1.    The Chair welcomed Mr Millar and explained to the Committee that the closure of the phlebotomy unit at Deal Hospital had been brought to his attention by three local Members. Mr Millar provided an overview, explaining that the Kent Community Health NHS Foundation Trust (KCHFT) was no longer providing blood tests at either Victoria Hospital in Deal or Queen Victoria Memorial Hospital in Herne Bay. However, as phlebotomy services were part of the routine care provided within general practice it was established, in consultation with local practices, that the equivalent capacity could be delivered by current providers (i.e. GPs). He noted there had been positive public reaction.
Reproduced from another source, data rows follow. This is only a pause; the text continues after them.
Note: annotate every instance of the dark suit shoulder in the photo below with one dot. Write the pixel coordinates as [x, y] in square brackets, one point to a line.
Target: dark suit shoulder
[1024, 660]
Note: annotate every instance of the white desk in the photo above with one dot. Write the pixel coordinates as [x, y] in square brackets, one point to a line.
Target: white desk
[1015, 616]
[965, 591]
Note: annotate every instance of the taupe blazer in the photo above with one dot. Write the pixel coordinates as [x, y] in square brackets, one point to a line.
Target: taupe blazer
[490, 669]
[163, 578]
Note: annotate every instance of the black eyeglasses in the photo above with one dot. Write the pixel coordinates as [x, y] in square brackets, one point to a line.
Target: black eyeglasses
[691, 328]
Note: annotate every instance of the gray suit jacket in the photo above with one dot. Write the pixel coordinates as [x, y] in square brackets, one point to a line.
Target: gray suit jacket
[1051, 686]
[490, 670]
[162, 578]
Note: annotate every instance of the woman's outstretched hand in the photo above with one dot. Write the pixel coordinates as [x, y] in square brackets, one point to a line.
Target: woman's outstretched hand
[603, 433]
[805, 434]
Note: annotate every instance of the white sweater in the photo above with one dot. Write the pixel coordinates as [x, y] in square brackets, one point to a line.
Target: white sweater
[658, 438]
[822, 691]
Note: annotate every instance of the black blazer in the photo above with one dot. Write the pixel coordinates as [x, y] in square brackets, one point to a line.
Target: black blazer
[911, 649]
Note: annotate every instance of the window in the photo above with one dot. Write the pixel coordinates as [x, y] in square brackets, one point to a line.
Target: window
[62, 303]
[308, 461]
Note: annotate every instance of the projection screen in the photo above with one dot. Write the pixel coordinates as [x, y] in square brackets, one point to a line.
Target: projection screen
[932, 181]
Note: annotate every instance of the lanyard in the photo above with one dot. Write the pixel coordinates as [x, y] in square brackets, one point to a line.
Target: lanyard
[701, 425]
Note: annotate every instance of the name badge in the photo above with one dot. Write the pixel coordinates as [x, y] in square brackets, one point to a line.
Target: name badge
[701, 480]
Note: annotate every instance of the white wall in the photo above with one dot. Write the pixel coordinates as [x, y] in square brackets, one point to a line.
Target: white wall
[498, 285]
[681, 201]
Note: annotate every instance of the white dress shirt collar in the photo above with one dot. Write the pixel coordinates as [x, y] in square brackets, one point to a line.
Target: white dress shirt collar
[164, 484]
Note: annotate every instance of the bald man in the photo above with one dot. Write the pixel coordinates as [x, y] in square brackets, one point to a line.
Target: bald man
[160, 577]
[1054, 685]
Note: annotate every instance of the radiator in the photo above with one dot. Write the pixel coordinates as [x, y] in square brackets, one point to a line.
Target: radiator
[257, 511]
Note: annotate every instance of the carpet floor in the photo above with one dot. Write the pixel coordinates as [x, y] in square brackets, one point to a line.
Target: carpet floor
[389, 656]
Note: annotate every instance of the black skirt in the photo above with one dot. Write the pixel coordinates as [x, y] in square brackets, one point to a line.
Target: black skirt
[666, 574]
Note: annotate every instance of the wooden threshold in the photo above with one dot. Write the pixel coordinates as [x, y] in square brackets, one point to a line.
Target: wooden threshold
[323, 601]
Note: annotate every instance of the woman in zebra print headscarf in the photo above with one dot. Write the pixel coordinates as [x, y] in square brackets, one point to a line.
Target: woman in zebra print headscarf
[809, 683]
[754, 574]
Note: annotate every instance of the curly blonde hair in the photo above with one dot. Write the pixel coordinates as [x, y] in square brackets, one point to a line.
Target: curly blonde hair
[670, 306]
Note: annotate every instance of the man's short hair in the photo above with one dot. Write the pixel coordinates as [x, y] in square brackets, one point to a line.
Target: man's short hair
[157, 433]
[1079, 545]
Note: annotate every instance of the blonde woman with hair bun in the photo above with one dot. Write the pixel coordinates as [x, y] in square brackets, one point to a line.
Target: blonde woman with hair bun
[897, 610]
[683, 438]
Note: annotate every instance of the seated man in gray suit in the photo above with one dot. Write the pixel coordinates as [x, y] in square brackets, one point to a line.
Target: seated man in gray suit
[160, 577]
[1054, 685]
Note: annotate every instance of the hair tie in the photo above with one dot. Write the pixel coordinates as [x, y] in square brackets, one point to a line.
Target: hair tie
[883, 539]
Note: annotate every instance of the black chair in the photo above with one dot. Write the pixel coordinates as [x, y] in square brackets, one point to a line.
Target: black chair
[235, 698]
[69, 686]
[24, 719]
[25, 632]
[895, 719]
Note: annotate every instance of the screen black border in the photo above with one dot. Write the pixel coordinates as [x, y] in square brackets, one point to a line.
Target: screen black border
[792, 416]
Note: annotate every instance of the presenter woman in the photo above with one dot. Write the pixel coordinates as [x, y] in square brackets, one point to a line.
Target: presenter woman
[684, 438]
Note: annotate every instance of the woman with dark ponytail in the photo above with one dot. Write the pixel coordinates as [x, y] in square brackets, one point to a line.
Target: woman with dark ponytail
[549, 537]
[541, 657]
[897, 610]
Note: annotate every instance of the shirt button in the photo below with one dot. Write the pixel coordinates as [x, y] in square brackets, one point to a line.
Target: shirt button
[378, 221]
2.    The Chair invited local member Mr Trevor Bond to speak on the issue. Mr Bond spoke of a lack of public consultation and increased pressure on other primary care services. He noted the impact in particular on those who required frequent blood work and highlighted a public petition on the topic that had received in excess of 3,000 signatures.


3.    Mr Millar was not aware of the petition but reaffirmed that it was the choice of general practice to offer blood services, they were not required to do so. A public consultation had not been carried out because equivalent provision remained in the surrounded area. He affirmed that the CCG would continue to monitor the situation and encouraged patients to talk to their GP with any concerns. He encouraged Members to relay any specific issues to the CCG.


4.    Members were concerned about a lack of communication and engagement with residents leaving to confusion and speculation on social media. They were concerned similar issues could occur elsewhere in the county. Mr Millar took the comments on board and endeavoured to clarify the situation with the public.


5.    Rachel Jones, Executive Director Strategy and Population Health at K&M CCG, reassured the Committee that the CCG had heard the concerns raised today and action could be taken to address those concerns. Whilst noting the service change under discussion did not meet the threshold for formal public consultation, she recognised a need for more engagement and responding to resident concerns.


6.    A Member asked if Patient Participation Groups (PPGs) could be utilised to provide feedback and share information in their communities. Mr Millar confirmed he would be updating the Committee on PPGs at the next meeting under the “access to GP services in Kent” item.


7.    The Chair thanked Mr Millar and Ms Jones for responding to the Committee’s concerns.


8.    RESOLVED that the Committee note the report.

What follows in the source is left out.